The actual velocity of propagation of the wave along the axis of the coil is
found by multiplying the speed of light by the distance between turns of the coil
and dividing the product by the circumference of the individual turns:
rate of advance = (velocity of light) x (turn spacing)
/ (turn circumference)
Since the ratio of turn spacing to turn circumference is always a small fraction,
the total product is considerably less than the speed of light.
While the wave moves around the turns of the coil, it thus produces an electric
field through the axis of the coil which moves with this velocity, as shown in Fig.
2. The electric field advances from one end of the tube to the other and, as it
does so, an interaction takes place between the moving field and the electron beam
from the cathode gun. This interaction results in delivery of energy from the electron
beam to the wave from the coil, causing the signal to become larger as the coil's
output end is approached.
Energy Transfer
The electric field moving axially through the coil consists of ultra-high frequency
pulsations which alternate into the positive and negative regions. This is illustrated
as a wave on the horizontal axis in Fig. 3. Let us consider three electrons, e1,
e2, and e3, which belong to the beam passing through the coil,
and observe them at the time shown in Fig. 3. At this instant, e1 is
in the presence of a positive portion of the field and is therefore accelerated
in its motion through the coil. The velocity of electron e2 remains unaffected,
however, because it is in a position of zero field strength while e, is decelerated,
being enmeshed in a field of negative polarity.
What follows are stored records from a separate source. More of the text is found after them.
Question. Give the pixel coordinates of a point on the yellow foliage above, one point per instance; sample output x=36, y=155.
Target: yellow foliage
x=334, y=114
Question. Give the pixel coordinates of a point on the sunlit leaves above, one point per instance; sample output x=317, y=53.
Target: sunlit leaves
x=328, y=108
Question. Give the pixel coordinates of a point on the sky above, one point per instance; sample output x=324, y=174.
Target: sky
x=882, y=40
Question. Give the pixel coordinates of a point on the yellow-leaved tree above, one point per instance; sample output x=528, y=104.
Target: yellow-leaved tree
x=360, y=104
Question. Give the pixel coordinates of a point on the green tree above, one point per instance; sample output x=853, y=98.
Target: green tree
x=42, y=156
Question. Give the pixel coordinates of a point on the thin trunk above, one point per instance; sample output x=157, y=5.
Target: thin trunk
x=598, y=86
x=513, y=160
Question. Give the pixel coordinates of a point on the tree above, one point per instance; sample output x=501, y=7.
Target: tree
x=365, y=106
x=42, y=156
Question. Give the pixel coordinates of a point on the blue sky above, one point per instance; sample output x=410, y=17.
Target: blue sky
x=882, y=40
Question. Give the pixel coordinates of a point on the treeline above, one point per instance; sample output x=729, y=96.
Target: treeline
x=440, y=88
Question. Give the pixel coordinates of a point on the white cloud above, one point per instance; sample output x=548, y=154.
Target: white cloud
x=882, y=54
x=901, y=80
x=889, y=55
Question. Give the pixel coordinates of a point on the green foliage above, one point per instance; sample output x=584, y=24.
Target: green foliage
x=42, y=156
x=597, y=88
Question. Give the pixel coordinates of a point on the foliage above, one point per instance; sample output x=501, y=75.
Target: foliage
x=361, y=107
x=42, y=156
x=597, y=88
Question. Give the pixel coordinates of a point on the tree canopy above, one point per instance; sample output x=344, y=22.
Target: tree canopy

This starts a bunching process in
which all the electrons in the immediate vicinity of e2 begin to concentrate
around this particle, some decelerating while e, catches up with them while others
speed up to overtake e3.
As the wave continues through the axis of the tube, the bunching action intensifies.
This strong concentration of moving electrons induces a second wave in the coil
which lags behind the original signal wave. The effect of this lag is to produce
a new decelerating action on the electron beam.
Amplification
At this point we have to draw upon the Law of Conservation of Energy to understand
how amplification is produced. Energy can neither be created nor destroyed but only
changed in form. Before being decelerated; the electrons in the beam possess a given
amount of kinetic energy. Conservation tells us that when they are decelerated the
energy these electrons lose must be transferred to the agent which has caused the
slow-down. Thus, the electron beam adds some of its energy to the content of the
signal, causing the latter to emerge from the output end of the coil larger than
it was when it first entered. Hence, amplification has been realized.
Our troubles are not yet over, however. Whenever a wave travels through a guiding
medium, there are likely to be reflections from the remote end. In the traveling-wave
tube, such reflections are prone to start oscillations which, of course, are highly
undesirable in an amplifier. This tendency is controlled by introducing an attenuator
near the output end of the tube, usually in the form of a coating of graphite inside
the glass. This conductive area absorbs energy from the reflections, preventing
them from reaching the input end of the tube in sufficient strength to maintain
oscillatory feedback.
One of the most appealing features of traveling-wave tubes is their ability to
amplify all signals over a very wide band of frequencies. Familiar amplifier circuits
for radio frequencies usually involve resonant circuits which tend to limit the
passband by the very nature of their resonance curves. The traveling-wave tube,
being an essentially non-resonant device, is not limited in this manner. A well-
designed traveling-wave tube can provide approximately equal amplification over
the unbelievably wide band of 2000 mc!